Runtime: 4 ms, faster than 93.95% of Java online submissions for Word Search.Memory Usage: 37.4 MB, less than 96.83% of Java online submissions for Word Search.

LeetCode – 33 : Search in Rotated Sorted Array

Suppose an array sorted in ascending order is rotated at some pivot unknown to you beforehand.

(i.e., [0,1,2,4,5,6,7] might become [4,5,6,7,0,1,2]).

You are given a target value to search. If found in the array return its index, otherwise return -1.

You may assume no duplicate exists in the array.

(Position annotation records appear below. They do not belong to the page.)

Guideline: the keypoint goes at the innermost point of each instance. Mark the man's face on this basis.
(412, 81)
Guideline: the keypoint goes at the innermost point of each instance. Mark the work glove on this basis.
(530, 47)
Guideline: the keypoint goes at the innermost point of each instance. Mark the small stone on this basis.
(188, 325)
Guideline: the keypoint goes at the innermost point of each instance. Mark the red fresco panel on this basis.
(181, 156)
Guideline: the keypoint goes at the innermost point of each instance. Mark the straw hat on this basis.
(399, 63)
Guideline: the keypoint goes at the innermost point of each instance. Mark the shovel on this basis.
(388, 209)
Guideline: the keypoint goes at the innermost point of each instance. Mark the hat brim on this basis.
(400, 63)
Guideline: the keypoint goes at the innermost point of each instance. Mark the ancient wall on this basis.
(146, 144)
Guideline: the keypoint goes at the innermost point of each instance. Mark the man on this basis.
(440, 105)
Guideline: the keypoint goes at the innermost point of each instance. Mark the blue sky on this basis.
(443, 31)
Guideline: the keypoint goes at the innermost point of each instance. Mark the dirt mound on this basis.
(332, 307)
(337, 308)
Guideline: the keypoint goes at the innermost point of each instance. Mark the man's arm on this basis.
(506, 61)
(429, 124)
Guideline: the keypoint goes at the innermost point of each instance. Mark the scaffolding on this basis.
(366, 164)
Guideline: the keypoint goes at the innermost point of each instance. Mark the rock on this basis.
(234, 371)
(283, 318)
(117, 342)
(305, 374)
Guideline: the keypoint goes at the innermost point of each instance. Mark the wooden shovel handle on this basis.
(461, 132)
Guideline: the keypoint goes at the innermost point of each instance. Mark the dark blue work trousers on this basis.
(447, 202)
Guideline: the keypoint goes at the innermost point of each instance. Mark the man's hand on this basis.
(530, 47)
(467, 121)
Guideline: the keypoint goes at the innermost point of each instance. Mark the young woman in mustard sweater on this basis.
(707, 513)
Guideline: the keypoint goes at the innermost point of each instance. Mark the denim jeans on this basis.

Your algorithm’s runtime complexity must be in the order of O(log n).

Example 1:

Input: nums = [4,5,6,7,0,1,2], target = 0 
Output: 4

Example 2:

Input: nums = [4,5,6,7,0,1,2], target = 3 
Output: -1
[code lang="java"]
class Solution {
    public int search(int[] nums, int target) {
        
    }
}
[code]

Idea – 1

There are no duplicates. So, after rotation the single sorted array breaks into two sorted arrays separated by a break. We do modified binary search, deciding to go left or right but we need to consider cases when mid is to the left or to the right of the break. Time complexity is O(\lg{n}) and space is O(1).
[code lang="java"]
class Solution {
    public int search(int[] nums, int target) {
        int lo = 0, hi = nums.length-1;
        while(lo <= hi)
        {
            int mid = lo + (hi-lo)/2;
            
            if(target == nums[mid])
            {
                return mid;
            }
            else if(nums[mid] > nums[hi]) // mid is to the left of break
            {
                if(target >= nums[lo] && target < nums[mid]) // target is between lo and mid
                {
                    // go left
                    hi = mid-1;
                }
                else
                {
                    // go right
                    lo = mid+1;
                }
            }
            else // mid is to the right of break;
            {
                if(target > nums[mid] && target <= nums[hi]) // target is between mid and hi
                {
                    // go right
                    lo = mid+1;
                }
                else
                {
                    // go left
                    hi = mid-1;
                }
            }
        }
        
        return -1;
    }
}
[code]

Runtime: 0 ms, faster than 100.00% of Java online submissions for Search in Rotated Sorted Array.
Memory Usage: 38.9 MB, less than 75.56% of Java online submissions for Search in Rotated Sorted Array.